Furniture Design – X and W Tables

  • Notes:

    Furniture design and fabrication has always been an instantly gratifying way to practice my craft, and it reinforces my belief that design can bring creative solutions to practical problems with sometimes artful results.

    This fall I decided to give myself a small furniture design assignment.

    Limiting myself to the simple use of one material and a series of quick sketches, I developed the “X” and “W” tables, which I then crafted from welded plate steel, painted with pearl enamel, and American Walnut in a natural oil finish.
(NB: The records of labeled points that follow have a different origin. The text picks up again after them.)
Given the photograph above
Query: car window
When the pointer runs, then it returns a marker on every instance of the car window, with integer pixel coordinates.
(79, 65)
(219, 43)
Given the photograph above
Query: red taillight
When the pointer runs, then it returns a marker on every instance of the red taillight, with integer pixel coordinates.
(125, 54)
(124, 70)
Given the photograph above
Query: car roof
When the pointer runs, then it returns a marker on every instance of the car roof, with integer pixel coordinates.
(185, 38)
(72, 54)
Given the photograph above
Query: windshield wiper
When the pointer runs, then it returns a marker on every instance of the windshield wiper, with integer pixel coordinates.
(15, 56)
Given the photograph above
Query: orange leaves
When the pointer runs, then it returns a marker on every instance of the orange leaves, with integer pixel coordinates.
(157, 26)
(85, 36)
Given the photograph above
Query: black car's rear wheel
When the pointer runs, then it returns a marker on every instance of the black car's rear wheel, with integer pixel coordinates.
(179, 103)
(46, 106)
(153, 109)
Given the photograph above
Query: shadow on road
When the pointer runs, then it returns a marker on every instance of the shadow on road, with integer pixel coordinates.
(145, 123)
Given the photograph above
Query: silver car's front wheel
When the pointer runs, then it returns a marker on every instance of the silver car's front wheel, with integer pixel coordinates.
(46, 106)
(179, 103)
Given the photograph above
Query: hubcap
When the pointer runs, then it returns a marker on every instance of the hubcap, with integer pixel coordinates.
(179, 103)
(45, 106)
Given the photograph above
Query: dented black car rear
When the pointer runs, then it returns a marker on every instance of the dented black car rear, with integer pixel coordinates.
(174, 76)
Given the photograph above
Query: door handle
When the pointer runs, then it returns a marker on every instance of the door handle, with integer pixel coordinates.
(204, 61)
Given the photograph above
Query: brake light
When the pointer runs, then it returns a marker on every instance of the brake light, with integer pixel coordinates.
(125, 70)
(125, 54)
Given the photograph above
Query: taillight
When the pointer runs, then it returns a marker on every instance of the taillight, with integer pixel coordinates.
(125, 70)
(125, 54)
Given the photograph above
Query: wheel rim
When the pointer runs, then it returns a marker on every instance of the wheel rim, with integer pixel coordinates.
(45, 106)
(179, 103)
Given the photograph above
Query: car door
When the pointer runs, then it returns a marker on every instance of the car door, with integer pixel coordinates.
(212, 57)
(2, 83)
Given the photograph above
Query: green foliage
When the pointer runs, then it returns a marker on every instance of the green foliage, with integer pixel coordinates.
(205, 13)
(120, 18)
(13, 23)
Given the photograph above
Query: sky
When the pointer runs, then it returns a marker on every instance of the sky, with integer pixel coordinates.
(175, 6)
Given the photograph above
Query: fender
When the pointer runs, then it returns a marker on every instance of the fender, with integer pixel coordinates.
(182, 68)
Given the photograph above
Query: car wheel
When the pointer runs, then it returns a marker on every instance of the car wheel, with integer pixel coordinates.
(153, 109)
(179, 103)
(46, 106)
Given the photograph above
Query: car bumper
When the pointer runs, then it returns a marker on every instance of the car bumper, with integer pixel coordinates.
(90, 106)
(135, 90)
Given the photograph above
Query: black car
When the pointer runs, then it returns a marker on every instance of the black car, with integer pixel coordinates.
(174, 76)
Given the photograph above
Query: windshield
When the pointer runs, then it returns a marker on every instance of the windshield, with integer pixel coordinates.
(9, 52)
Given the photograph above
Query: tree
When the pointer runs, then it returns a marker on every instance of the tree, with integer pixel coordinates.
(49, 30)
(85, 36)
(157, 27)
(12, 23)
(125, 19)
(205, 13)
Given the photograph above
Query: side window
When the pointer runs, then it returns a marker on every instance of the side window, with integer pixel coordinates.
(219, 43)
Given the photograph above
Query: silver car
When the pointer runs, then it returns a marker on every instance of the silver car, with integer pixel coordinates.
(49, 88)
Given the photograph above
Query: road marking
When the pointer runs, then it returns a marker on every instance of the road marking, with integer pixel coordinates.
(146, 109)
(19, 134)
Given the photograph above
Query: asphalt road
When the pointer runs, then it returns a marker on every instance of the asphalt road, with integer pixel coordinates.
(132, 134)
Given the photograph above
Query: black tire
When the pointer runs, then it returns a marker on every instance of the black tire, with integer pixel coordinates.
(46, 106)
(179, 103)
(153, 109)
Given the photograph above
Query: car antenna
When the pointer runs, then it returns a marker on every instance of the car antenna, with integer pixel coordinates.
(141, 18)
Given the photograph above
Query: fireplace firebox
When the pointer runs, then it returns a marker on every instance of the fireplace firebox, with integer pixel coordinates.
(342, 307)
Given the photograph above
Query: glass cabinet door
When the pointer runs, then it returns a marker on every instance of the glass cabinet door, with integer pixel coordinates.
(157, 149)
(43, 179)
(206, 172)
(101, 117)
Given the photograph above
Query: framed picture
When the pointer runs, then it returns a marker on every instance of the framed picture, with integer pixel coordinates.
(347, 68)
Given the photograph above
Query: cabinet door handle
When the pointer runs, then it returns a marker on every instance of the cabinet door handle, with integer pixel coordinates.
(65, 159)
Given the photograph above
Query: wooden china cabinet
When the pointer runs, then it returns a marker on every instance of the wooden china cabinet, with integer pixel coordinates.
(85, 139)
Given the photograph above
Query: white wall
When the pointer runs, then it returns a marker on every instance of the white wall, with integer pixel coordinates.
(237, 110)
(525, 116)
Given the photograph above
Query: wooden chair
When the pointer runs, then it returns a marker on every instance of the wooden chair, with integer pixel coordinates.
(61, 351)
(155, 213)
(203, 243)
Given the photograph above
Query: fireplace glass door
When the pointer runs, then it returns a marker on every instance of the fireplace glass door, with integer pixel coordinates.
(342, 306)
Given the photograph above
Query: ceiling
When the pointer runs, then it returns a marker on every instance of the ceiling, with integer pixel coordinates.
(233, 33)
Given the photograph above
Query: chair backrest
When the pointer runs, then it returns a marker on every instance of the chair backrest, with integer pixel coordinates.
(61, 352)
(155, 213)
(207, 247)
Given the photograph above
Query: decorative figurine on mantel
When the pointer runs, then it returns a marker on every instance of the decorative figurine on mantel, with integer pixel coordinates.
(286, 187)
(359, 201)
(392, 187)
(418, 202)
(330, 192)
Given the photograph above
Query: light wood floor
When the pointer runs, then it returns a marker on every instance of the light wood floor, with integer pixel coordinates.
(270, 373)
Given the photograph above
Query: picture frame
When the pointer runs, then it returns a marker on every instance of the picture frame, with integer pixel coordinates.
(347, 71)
    The first table, nicknamed the “X” because it’s shape, was designed simply because I have the tendency to take a coffee table and turn it diagonally when I am seated at a couch. When drawn flat in any direction it forms…well… the shape of an X. As an economy to production it is actually created from four identically shaped pieces of steel welded along their edges in a looping fashion. The torqued shape of the tables appear to take on evolving profiles as you move around them, sometimes seeming to balance on one leg, balance slightly off-kilter, or with a bit of whimsy, suggest walking.  In concept they are meant to nest together creating a single long table or bench that individual pieces can be removed from and be used independently.

    The “W” is the X’s more utilitarian cousin. It was designed to clear the tabletop of the magazines that tend to accumulate in my living room and store them neatly in racks below. The legs were sized to width of an ordinary magazine and the W-shaped geometry allows the magazine’s to lean neatly against either side of the table for easy viewing.

    Time spent in the shop with focus on the task at hand is always fun and rewarding. I hope to find more of it so that I can produce a few of the other furniture designs I have gathering in my notebook.